GM quarterly profit misses estimate, shares drop
DETROIT (Reuters) - General Motors Co posted a weaker-than-expected fourth-quarter profit on Thursday as results in North America, Asia and South America disappointed, sending shares down more than 3 percent in premarket trading.
GM Chief Financial Officer Chuck Stevens said the miss occurred because analysts did not fully account for restructuring relating to plans to close the Bochum, Germany, plant later in the year, as well as a higher-than-expected tax rate.
"Our view is that the sell-side consensus didn't comprehend that restructuring," he told reporters. "The final announcement associated with that wasn't done until early December. Due to that, we needed to book some of the restructuring costs, primarily related to the severance portion of that program."
Stevens said that while Europe was improving, the downside risk in South America was rising as Venezuela and Argentina dragged down results. The international regions outside China remained under pressure, he said.
Net income rose to $913 million, or 57 cents a share, from $892 million, or 54 cents a share, in the year-earlier quarter.
The quarter included about $200 million in special items related to the exit of the Chevrolet brand from Europe, the end of manufacturing in Australia, offset by a gain on the sale of equity in Ally Financial and other items.
Excluding the items, GM earned 67 cents a share. Analysts polled by Thomson Reuters I/B/E/S had expected 88 cents a share. The operating profit rose 58 percent to $1.9 billion.

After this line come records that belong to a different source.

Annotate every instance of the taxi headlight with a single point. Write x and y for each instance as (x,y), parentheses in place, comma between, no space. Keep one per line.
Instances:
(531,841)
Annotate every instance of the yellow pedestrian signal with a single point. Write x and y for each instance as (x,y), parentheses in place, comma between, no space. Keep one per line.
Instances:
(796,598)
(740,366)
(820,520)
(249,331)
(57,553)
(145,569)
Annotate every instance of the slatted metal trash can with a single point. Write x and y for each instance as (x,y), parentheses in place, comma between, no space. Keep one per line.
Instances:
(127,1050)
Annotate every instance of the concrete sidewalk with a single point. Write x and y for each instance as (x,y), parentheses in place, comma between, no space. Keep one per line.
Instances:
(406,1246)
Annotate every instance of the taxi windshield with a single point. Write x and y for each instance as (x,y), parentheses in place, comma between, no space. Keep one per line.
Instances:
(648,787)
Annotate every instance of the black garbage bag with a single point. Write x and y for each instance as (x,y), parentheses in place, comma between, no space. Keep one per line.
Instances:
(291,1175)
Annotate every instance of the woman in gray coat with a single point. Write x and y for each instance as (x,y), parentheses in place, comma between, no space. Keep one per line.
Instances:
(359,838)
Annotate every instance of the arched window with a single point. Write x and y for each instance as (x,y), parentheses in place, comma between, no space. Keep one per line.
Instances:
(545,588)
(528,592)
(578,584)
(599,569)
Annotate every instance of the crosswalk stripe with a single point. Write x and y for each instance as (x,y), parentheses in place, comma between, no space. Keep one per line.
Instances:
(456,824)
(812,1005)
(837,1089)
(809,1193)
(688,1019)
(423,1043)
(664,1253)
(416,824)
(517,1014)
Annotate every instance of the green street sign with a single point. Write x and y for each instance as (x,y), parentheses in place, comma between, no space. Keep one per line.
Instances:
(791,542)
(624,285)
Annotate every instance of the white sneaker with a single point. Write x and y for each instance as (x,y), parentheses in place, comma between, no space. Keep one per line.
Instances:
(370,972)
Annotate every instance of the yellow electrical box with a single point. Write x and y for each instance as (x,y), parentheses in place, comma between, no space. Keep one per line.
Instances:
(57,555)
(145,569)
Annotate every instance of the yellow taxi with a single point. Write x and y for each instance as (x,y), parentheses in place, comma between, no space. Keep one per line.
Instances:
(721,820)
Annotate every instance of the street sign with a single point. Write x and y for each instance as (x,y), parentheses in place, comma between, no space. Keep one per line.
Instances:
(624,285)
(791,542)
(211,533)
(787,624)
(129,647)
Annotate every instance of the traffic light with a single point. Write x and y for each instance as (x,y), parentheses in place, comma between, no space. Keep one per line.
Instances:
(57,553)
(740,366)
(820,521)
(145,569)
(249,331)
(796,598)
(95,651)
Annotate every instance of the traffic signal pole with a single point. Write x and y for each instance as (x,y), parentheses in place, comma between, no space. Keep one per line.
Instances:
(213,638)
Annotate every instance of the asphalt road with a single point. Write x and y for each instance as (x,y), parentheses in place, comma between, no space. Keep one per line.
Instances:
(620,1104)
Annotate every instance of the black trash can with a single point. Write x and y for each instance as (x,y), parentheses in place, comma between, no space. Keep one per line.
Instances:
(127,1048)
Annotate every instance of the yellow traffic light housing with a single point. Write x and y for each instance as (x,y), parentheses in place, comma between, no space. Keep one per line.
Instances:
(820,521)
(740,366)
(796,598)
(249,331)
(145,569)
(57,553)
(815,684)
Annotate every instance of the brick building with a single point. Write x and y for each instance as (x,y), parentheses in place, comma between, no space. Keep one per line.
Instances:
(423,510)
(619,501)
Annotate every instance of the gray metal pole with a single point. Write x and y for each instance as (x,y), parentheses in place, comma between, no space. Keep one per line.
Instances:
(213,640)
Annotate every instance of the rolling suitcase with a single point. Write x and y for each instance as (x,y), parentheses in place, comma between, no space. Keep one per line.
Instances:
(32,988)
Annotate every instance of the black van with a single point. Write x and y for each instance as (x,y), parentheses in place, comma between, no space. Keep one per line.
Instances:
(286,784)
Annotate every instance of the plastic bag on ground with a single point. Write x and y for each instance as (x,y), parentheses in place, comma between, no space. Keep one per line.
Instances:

Revenue in the quarter rose 3 percent to $40.5 billion, below the $41.08 billion analysts had expected.
GM's North American operating profit hit $1.88 billion, up from $1.14 billion a year earlier, but that fell short of the $2.04 billion expected by analysts surveyed by Reuters.
The increased profit was driven by stronger pricing for its redesigned full-size pickup trucks, the Chevrolet Silverado and GMC Sierra.
The company's international operations, which includes China, had a profit of $208 million, down from $676 million a year earlier, as businesses outside China accounted for a loss of $200 million. Analysts had expected a profit in the region of $310 million.
"It's fundamentally across the board deterioration in earnings year over year," Stevens said of the markets outside China.
South American profit of $27 million fell far short of the $151 million analysts had expected.
"The risk profile of South America has increased significantly over the last several weeks," Stevens said. "The devaluation of the peso in Argentina and fundamentally the economy is shut down in Venezuela, so that's going to be an area that we're going to have to manage through."
However, the company has not changed its financial outlook for the region at this point.
The loss in Europe not only shrunk by more than half to $345 million, but was smaller than the $399 million loss analysts had expected.